Miriuwung Gajerrong leaves uncertainty

Eight years and $10 million provides few answers.

The long awaited Miriuwung Gajerrong High Court decision over native title in the East Kimberley has left all sides scratching their heads.

Most agree that the decision clarifies little and the parties have been left to negotiate a settlement.

The claim has now been directed to a hearing before the full Federal Court to determine specific rights.

The WA Farmers Federation pastoral section president Bill Radford said there was no clarity as to where pastoral leaseholders stood.

The granting of a pastoral lease extinguished native title to control access or the use of land but other native title rights may remain.

One Nation national president John Fischer has described the findings as a 'disgraceful mishmash'.

The case has cost over $10 million and Mr Fischer claims it is quite clear that the real winners are the army of lawyers who live off both sides of the conflict.

The principal conclusions of significance were:

* That pastoral leases extinguished any native title right to control access to land.

* The evidence establishes no native title right to, or interest in, minerals or petroleum. It remains to be seen, through fuller consideration of the Reasons for Decision whether this carries the consequence that native titleholders have no control over mining proposals.
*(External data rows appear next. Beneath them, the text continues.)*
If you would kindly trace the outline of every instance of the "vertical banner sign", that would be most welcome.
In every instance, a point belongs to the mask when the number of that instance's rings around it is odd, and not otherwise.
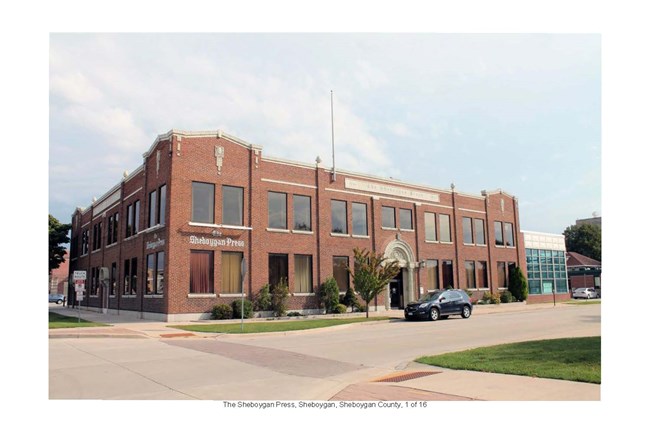
[[[244,332],[244,277],[246,276],[246,257],[241,259],[241,332]]]
[[[81,322],[81,301],[84,300],[84,292],[86,291],[86,271],[74,271],[72,278],[74,279],[74,291],[77,298],[77,321]]]

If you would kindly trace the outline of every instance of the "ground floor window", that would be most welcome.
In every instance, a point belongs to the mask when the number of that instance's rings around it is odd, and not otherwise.
[[[241,293],[241,262],[243,253],[221,253],[221,293]]]
[[[138,258],[124,260],[124,295],[135,295],[138,292]]]
[[[289,284],[289,256],[269,254],[269,285],[275,287],[282,281]]]
[[[497,287],[508,287],[506,282],[506,262],[497,262]]]
[[[312,291],[312,260],[311,256],[296,254],[294,256],[294,291],[311,293]]]
[[[190,293],[214,293],[213,251],[190,251]]]
[[[347,256],[334,256],[332,259],[332,268],[334,279],[339,286],[339,291],[347,291],[350,287],[350,273],[348,266],[350,265],[350,258]]]
[[[488,273],[486,262],[476,262],[476,287],[485,289],[488,287]]]
[[[97,296],[99,288],[99,268],[90,269],[90,296]]]
[[[165,280],[165,253],[147,254],[147,295],[162,295]]]
[[[454,287],[454,262],[453,260],[442,261],[442,287]]]
[[[438,290],[438,260],[427,260],[427,290]]]
[[[564,251],[526,248],[526,268],[529,294],[568,293]]]
[[[475,266],[473,261],[465,262],[465,280],[468,289],[476,288],[476,276],[474,273],[474,268]]]
[[[115,292],[117,291],[117,280],[118,280],[118,275],[117,275],[117,263],[113,262],[111,264],[111,281],[110,281],[110,289],[109,289],[109,295],[115,296]]]

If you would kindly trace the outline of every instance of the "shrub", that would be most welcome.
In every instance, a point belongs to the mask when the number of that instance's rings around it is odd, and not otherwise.
[[[524,273],[521,272],[519,266],[515,267],[514,272],[510,276],[510,281],[508,281],[508,290],[512,293],[512,296],[523,302],[528,298],[528,283],[526,282],[526,277]]]
[[[360,313],[365,313],[366,312],[366,306],[363,304],[359,304],[357,307],[357,311]]]
[[[485,292],[483,293],[483,303],[485,304],[500,304],[501,303],[501,298],[499,295],[493,295],[491,292]]]
[[[217,304],[212,307],[212,318],[215,320],[232,319],[232,307],[228,304]]]
[[[299,316],[302,316],[302,314],[300,314],[298,311],[291,311],[287,313],[287,317],[299,317]]]
[[[280,282],[271,289],[271,308],[275,317],[282,317],[287,314],[287,298],[289,297],[289,286],[287,280],[281,278]]]
[[[333,277],[329,277],[321,284],[318,291],[320,304],[325,308],[326,313],[333,313],[336,306],[339,304],[339,286]]]
[[[255,311],[268,311],[271,309],[272,299],[268,284],[264,284],[255,298]]]
[[[241,299],[236,299],[232,303],[232,317],[235,319],[241,318]],[[253,317],[253,303],[248,299],[244,299],[244,319]]]
[[[348,290],[346,290],[345,296],[343,296],[343,299],[341,300],[341,304],[351,307],[352,311],[354,311],[355,308],[357,309],[359,308],[359,301],[357,300],[357,294],[354,293],[352,287],[348,287]]]
[[[504,304],[508,304],[514,300],[514,298],[512,297],[512,293],[510,293],[507,290],[505,292],[501,292],[501,296],[499,296],[499,299]]]
[[[336,307],[334,307],[334,311],[332,313],[334,314],[345,314],[348,311],[348,307],[345,304],[337,304]]]

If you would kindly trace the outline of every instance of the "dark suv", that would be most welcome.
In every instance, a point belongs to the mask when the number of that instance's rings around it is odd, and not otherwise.
[[[447,318],[460,314],[463,319],[472,315],[472,301],[462,290],[436,290],[422,296],[417,302],[409,303],[404,309],[406,320],[426,317],[429,320]]]

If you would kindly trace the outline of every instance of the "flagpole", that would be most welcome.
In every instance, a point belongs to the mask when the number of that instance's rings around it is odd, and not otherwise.
[[[332,181],[336,181],[336,159],[334,157],[334,91],[330,90],[330,111],[332,113]]]

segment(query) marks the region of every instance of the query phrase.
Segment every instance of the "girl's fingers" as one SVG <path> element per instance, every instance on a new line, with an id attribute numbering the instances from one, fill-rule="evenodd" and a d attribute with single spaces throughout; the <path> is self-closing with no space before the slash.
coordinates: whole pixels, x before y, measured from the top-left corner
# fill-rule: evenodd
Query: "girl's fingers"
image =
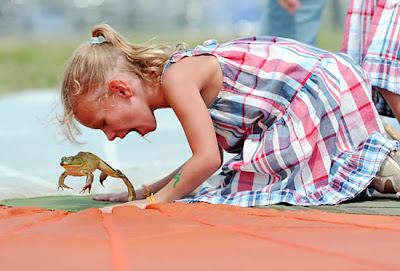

* As to whether the Ord project extinguished native title, the High Court did not necessarily endorse the Full Federal Court's conclusion that, as to the geographic or economic entity, it wholly extinguished native title.

* A majority at least, of the High Court, decided that reference to the Ord project as a geographic or economic entity was not of assistance, and that determination of some of the issues raised in relation to land connected with that project will require further findings of fact by the Full Court.

The State Government claims the High Court's ruling clarifies the law and provides greater certainty to people involved in native title negotiations.

Premier Geoff Gallop said the decision was lengthy and would take some time to properly analyse.

But the court had ruled that native title did not exist in relation to minerals and that native title could coexist on pastoral leases - two key points supported by the WA Labor Government.

Dr Gallop said one of the first acts of his government was to amend submissions to the High Court by the former State Coalition Government.

ATSIC commissioner Eric Bedford said the judgement that native title continues to exist on pastoral and mining leases, was a costly step forward.

He said the judgement clearly demonstrated that native title resolutions should be negotiated - not litigated.

"Since the original 1998 trial, we have essentially gone around in circles with one judge ruling that rights over pastoral leases exist, another case ruling that any fencing extinguished these rights, and the latest judgement finding that native title rights can co-exist with pastoral leases," he said.

"This demonstrates the futility of this case which has, to date, cost more than $10 million. It is shocking because the principal of co-existence had already been established in Wik in 1998.

The ruling comes more than seven years after the original application in 1994, which sought recognition over an area of approximately 8000 kilometres of land. The land is situated in the East Kimberley and partially in the Northern Territory.

"We are the first owners and we should be dealt with as such," Mr Bedford said.

Local Aboriginal activist Robert Hannan said the claimants remained defiant.

He accused the land councils of opportunism and described them as predatory.

Claimant Ben Ward said: "The government should make it more simpler for people to live simply out in the bush because we're the one who pays the tax bill; we work out there.